Model for Dipolar Glass and Relaxor Ferroelectric Behavior

TL;DR

This study uses Monte Carlo simulations of a 12-state discretized Heisenberg model with random fields to explore phase transitions and ferroelectric order in dipolar glass and relaxor ferroelectric materials.

Contribution

It introduces a detailed simulation of a 12-state model with random fields, revealing phase transition behaviors and the influence of cubic anisotropy on ferroelectric order.

Findings

Identified phase transitions at specific temperatures for various random field strengths.

Observed ferroelectric order below transition temperatures, aligned along [111] directions.

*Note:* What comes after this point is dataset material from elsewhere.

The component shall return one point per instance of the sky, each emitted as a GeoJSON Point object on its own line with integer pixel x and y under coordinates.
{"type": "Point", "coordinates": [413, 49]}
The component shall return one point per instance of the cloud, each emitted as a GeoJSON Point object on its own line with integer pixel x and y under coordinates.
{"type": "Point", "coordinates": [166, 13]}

Different critical behaviors suggest the presence of cubic and isotropic fixed points.

Abstract

Heat bath Monte Carlo simulations have been used to study a 12-state discretized Heisenberg model with a type of random field, for several values of the randomness coupling parameter $h_R$. The 12 states correspond to the [110] directions of a cube. Simple cubic lattices of size $128 \times 128 \times 128$ with periodic boundary conditions were used, and 32 samples were studied for each value of $h_R$. The model has the standard nonrandom two-spin exchange term with coupling energy $J$ and a field which adds an energy $h_R$ to two of the 12 spin states, chosen randomly and independently at each site. We provide results for the cases $h_R / J =$ -2.5, -2.0, -1.5, 3.0 and 4.0. For all these cases except $h_R / J =$ -2.5, we see an apparently sharp phase transition at a temperature $T_c$ where the specific heat and the longitudinal susceptibility are peaked. At $T_c$, the behavior of the peak in the structure factor, $S ({\bf k} )$, at small $|{\bf k}|$ is a straight line on a log-log plot. However, the value of the slope of this line is different for $h_R /J =$ -1.5 and 3.0 than it is for $h_R / J =$ -2.0 and 4.0. We believe that the first two cases are showing the behavior of a cubic fixed point in a weak random field, and the behavior of the second two cases are showing the behavior of an isotropic fixed point when the Imry-Ma length is smaller than the sample size. Below $T_c$, these $L = 128$ samples show ferroelectric order, and this order rapidly becomes oriented along one of the eight [111] directions as $T$ is reduced. This rotation of the ordering direction is caused by the cubic anisotropy. For $h_R / J =$ -2.5, we do not see clear evidence of a single well-defined $T_c$.